Further support could be provided by being more forgiving with additional properties. Under the current system, additional properties will typically remove eligibility for the relief, creating a large punishment for business expansion.
In Wales, companies can receive SBRR on two qualifying properties per local authority. This protects local authorities from fraudulent claims as they will hold all the information needed to judge eligibility and encourages businesses to expand into new areas.
Supplement: A new multiplier for distribution warehouses
Within their manifesto, the Conservatives and have pledged to "ease the burden of business rates for high street, leisure and hospitality businesses by increasing the multiplier on distribution warehouses that support online shopping over time."
This is not something that has been hinted at by Labour but marries with their plans to "level the playing field between the high street and online giants".
The multiplier is already extremely high at 54.6p for every £1 of rateable value. If this is something that is considered, instead of raising the multiplier for distribution warehouses, why not lower the multiplier for everyone else?
Replace: Land Value Tax
In 2019, Labour were considering proposals to replace business rates with a Land Value Tax (LVT) as an official policy. It's a very different Labour now to the one in 2019 but we do know its an idea that they have considered internally and it's still a relevant idea within discourse around business rates reform with some political appetite. The Liberal Democrats have pledged in their manifesto to introduce what is effectively a Land Value Tax via the Commercial Landowner Levy if they come into power and have long be infatuated with LVT and its principles.
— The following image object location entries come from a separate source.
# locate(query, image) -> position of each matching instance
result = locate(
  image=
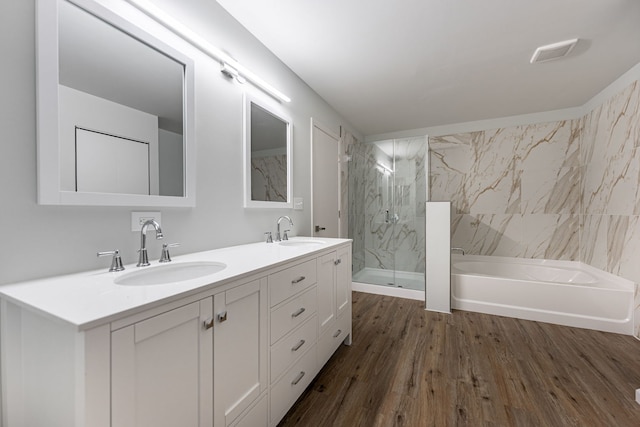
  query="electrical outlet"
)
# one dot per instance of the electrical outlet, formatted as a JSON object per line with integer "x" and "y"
{"x": 139, "y": 218}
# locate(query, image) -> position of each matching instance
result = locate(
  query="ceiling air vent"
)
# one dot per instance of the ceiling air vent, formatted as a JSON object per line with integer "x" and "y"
{"x": 553, "y": 51}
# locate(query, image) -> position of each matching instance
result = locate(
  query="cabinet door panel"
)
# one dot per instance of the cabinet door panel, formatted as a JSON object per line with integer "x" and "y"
{"x": 326, "y": 291}
{"x": 343, "y": 281}
{"x": 161, "y": 370}
{"x": 240, "y": 362}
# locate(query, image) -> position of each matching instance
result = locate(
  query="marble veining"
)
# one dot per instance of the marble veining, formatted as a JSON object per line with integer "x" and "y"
{"x": 566, "y": 190}
{"x": 388, "y": 176}
{"x": 269, "y": 178}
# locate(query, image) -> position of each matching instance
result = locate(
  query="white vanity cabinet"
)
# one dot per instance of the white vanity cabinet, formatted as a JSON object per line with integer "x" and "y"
{"x": 236, "y": 353}
{"x": 334, "y": 301}
{"x": 161, "y": 370}
{"x": 240, "y": 353}
{"x": 293, "y": 334}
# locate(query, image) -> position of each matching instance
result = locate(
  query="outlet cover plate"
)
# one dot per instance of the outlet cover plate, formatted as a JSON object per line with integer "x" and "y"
{"x": 139, "y": 218}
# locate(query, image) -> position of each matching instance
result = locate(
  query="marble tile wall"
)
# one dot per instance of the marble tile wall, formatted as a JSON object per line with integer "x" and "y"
{"x": 514, "y": 191}
{"x": 397, "y": 244}
{"x": 269, "y": 178}
{"x": 559, "y": 190}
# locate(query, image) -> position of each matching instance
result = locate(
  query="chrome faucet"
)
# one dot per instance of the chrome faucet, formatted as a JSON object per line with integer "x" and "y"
{"x": 285, "y": 237}
{"x": 143, "y": 259}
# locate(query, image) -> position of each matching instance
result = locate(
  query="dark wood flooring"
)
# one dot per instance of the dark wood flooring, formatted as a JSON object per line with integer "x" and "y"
{"x": 410, "y": 367}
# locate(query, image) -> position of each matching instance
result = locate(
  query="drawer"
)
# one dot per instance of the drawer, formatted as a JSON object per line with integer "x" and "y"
{"x": 289, "y": 349}
{"x": 289, "y": 282}
{"x": 331, "y": 340}
{"x": 293, "y": 313}
{"x": 285, "y": 392}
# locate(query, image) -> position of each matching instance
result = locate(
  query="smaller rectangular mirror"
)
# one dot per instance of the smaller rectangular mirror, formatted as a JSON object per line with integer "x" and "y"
{"x": 267, "y": 156}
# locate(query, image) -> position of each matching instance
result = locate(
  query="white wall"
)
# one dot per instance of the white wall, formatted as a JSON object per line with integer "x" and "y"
{"x": 38, "y": 241}
{"x": 171, "y": 160}
{"x": 93, "y": 113}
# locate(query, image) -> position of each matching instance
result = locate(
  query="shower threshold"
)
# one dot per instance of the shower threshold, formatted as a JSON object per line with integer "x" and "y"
{"x": 377, "y": 280}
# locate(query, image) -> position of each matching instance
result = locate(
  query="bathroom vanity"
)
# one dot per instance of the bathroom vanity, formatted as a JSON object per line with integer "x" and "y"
{"x": 235, "y": 347}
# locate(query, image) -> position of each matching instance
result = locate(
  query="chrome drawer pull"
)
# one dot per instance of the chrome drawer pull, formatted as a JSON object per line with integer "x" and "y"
{"x": 298, "y": 378}
{"x": 299, "y": 312}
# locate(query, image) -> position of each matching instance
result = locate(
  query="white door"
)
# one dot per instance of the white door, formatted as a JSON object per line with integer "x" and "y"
{"x": 325, "y": 175}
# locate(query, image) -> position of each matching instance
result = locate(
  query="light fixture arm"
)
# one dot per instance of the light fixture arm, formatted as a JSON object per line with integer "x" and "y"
{"x": 203, "y": 45}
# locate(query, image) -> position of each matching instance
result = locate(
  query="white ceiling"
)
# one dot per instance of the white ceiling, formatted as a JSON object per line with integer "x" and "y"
{"x": 391, "y": 65}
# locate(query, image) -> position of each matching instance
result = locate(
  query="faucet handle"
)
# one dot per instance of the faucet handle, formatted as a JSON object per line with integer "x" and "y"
{"x": 166, "y": 257}
{"x": 116, "y": 261}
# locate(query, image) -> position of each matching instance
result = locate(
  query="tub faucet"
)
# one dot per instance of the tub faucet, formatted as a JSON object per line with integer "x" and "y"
{"x": 143, "y": 259}
{"x": 285, "y": 237}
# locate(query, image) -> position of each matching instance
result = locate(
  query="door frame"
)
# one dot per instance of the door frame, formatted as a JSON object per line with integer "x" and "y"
{"x": 326, "y": 129}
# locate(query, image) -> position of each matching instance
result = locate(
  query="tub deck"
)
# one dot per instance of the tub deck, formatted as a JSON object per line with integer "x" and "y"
{"x": 586, "y": 298}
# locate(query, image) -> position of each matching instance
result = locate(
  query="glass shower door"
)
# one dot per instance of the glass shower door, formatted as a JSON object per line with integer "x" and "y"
{"x": 387, "y": 191}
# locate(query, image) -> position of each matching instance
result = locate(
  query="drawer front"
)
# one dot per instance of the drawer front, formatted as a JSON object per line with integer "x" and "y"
{"x": 331, "y": 340}
{"x": 289, "y": 282}
{"x": 285, "y": 392}
{"x": 292, "y": 347}
{"x": 293, "y": 313}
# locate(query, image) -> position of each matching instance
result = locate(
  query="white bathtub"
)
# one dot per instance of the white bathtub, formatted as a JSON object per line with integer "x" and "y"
{"x": 561, "y": 292}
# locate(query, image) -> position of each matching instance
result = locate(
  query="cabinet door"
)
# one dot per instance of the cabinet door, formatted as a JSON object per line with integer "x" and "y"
{"x": 326, "y": 291}
{"x": 240, "y": 350}
{"x": 162, "y": 370}
{"x": 343, "y": 281}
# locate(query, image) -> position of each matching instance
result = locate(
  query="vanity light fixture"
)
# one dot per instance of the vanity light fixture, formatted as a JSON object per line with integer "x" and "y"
{"x": 228, "y": 63}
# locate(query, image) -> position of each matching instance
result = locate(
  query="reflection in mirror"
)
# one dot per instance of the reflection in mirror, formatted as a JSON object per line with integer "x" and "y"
{"x": 268, "y": 156}
{"x": 122, "y": 100}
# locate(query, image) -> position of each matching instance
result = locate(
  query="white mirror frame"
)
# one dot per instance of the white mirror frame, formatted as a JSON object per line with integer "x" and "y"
{"x": 248, "y": 202}
{"x": 48, "y": 147}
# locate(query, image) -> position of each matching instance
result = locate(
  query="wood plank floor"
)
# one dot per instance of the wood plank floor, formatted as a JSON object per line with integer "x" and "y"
{"x": 410, "y": 367}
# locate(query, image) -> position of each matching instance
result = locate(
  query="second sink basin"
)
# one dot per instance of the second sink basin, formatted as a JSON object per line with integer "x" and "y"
{"x": 169, "y": 273}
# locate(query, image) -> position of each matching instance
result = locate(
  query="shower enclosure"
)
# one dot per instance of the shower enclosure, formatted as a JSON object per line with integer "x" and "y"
{"x": 387, "y": 194}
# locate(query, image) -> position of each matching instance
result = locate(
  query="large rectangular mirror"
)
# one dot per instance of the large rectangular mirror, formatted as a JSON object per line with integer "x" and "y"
{"x": 267, "y": 152}
{"x": 115, "y": 111}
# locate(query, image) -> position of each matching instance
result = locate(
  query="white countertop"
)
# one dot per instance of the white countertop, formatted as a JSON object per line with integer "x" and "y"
{"x": 92, "y": 298}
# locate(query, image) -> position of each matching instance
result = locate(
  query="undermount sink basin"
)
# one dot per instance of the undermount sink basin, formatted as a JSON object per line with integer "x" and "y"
{"x": 298, "y": 242}
{"x": 169, "y": 273}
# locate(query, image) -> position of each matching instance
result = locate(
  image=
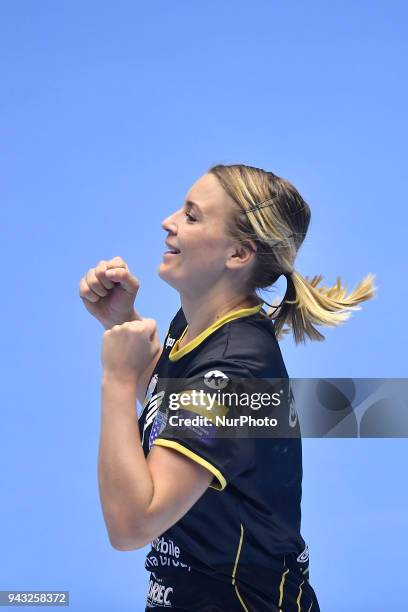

The basic concept is to tax the land based not on what is actually built but on its prospective value; as explained by the Liberal Democrats ALTER group (Action for Land Tax and Economic Reform): "A vacant plot in a row of houses would be taxed the same as a similar built-on plot". Another departure from the current business rates system is the tax would be levied against the landowner rather than the occupier. This could be what Labour is referring to when stating "so we can raise the same revenue but in a fairer way."
The idea behind LVT being that the current system punishes development and a tax based purely on the value of the plot of land would encourage efficient usage of the land, as you are being taxed the same if you are using the land productively or not. This would again speak to Labour's intention to "better incentivise investment".
The current government has taken steps to incorporate some of these principles with the new Improvement Relief. This relief protects businesses from increased rates resulting from qualifying improvements for a year. Improvement Relief is a good starting step but does not go far enough, particularly as figures published by the VOA today show that in the year since the 2023 revaluation, over a quarter of a billion pounds in rateable value has been added to the list.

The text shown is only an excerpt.